Despite a report to the contrary earlier in the week, Yu Darvish claims that he’s undecided about whether he’ll ask to be posted this winter, allowing MLB teams to bid for the rights to his services, and assuring a spring 2012 MLB debut.
Patrick Newman of the awesome NPB Tracker, which follows Japanese baseball for all of us and reports on it in English, posts this super-terrific emoticon-y translation of an entry on Yu’s personal blog dated October 19th:
Articles saying “Confirmed: Darvish to the Majors!” have been appearing since yesterday.
As I mentioned on Twitter
Nothing is decided!!
I haven’t decided anything for myself so nothing can be confirmed.(^_^;)
It was an article from the Kyodo News, but what did they base their writing on?
You can say this is freedom of press, but with freedom comes responsibility.
I want a press that takes responsibility.
Every year, when I haven’t decided anything, they write “Majors this, Majors that”, but then when I don’t go they just make up excuses.
How did they write lies and escape responsibility?
Well, after the entire schedule is over, I will carefully think it over!
As soon as I decide I will let everyone know(^^)v
Delightful. But believe it or not, that hasn’t exactly stemmed the rampant speculation.
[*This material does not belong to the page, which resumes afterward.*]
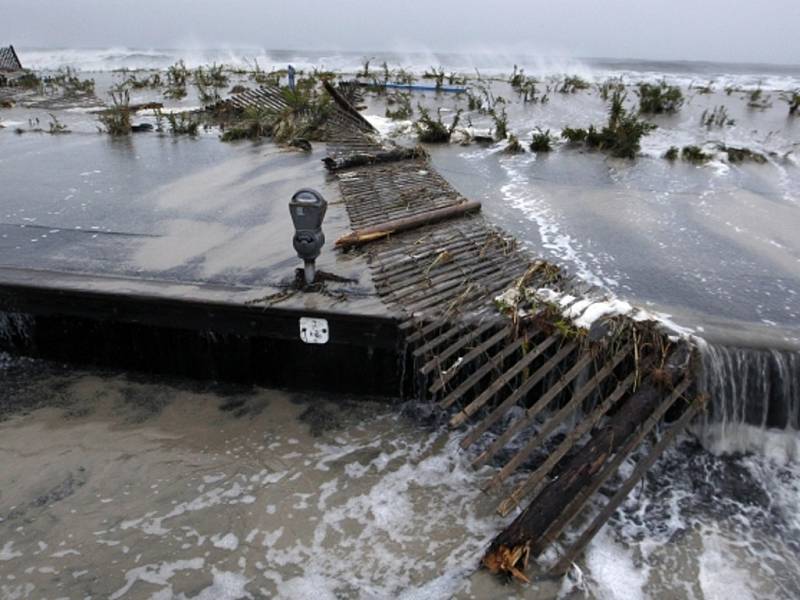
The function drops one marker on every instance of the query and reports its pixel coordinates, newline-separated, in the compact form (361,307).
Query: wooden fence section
(554,410)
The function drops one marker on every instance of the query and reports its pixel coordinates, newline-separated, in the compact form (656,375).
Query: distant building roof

In a tweet yesterday, Joel Sherman of the New York Post listed “the Rangers, Blue Jays, Nationals, Mariners and Royals as the favorites to land Darvish this winter, in that order,” explains MLB Trade Rumors. Sherman tweets that he doesn’t have the Yankees on the list because they’ve been burned too many times by high posting fees– thank you very much, Kei Igawa.
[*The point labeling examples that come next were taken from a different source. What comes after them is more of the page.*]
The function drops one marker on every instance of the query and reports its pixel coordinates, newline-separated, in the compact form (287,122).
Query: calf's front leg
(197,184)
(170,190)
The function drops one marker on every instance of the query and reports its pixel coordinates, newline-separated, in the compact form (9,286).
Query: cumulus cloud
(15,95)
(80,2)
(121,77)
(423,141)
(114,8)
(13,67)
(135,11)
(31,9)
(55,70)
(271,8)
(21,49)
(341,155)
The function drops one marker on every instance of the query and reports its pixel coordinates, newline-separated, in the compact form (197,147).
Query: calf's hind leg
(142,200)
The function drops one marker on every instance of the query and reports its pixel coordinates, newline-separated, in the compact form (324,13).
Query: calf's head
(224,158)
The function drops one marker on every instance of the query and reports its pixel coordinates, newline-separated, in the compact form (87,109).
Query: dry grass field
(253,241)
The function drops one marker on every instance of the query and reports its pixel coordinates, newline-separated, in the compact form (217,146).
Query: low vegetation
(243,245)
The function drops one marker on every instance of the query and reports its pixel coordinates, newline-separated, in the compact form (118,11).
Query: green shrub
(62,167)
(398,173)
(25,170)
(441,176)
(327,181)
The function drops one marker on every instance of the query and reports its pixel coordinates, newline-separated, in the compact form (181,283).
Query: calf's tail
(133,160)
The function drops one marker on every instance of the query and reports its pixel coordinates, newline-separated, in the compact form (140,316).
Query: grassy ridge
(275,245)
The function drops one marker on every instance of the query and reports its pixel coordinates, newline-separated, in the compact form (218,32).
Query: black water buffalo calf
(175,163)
Larry Stone of the Seattle Times, for the record, doesn’t see a fit between the Mariners and Darvish. That’s mostly because the Mariners have a pair of great pitchers already in the majors, and a bunch of very good, young, cheap, controllable ones– Danny Hultzen, Taijuan Walker, James Paxton (yes, that James Paxton)– knocking on the door.
As for what it will take to get him, Tim Dierkes of MLBTR spoke to an unnamed agent, who figured that Darvish is in line for a five-year $75-million deal, with a $50-million posting fee, whereas Jon Heyman of SI spoke to a GM who figured it would be over $100-million between the contract and the fee.
It’s a lot of money, but it sounds like there’s good reason for it. “You know how Justin Verlander throws 93-94 and then in moments of duress pumps his fastball at 99?” a scout asks Buster Olney of ESPN. “That’s what this guy does. He’s throwing 92-93, easy, and with runners on base and two strikes on the batter, he’ll roll out a 95-96 mph fastball.”
In the same piece, Olney says this about the Rangers’ pursuit:
An AL source says the Rangers will make a competitive offer for Wilson, but they will not get into a bidding war with the Yankees, who are expected to make him their No. 1 priority. Some scouts think Wilson, who turns 31 in November, is not worth ace dollars because his 2.94 ERA this year is a by-product of his 10 starts against the Rangers’ light-hitting AL West rivals in Oakland and Seattle. As it is, the Rangers have already set their sights on Yu Darvish.
If their pursuit of Darvish falls through, the Rangers could make a run at righthander James Shields, whom the Rays might make available this winter before his salary starts to escalate. Tampa Bay always has an eye on the bottom line, and Texas has the young talent the Rays covet. “The great thing about the Rangers is they have a lot of different ways to get better,” says a National League GM. “They have money to spend and prospects to trade, and they already have a great team. They will figure it out.”
Makes sense. Judging by the comments I’ve seen around here, most fans would rather Darvish than Wilson– a sentiment I feel strongly about myself. The Rangers sound like they feel much the same way, but the Jays, as we all know, don’t have anything preventing them from landing the phenom except themselves.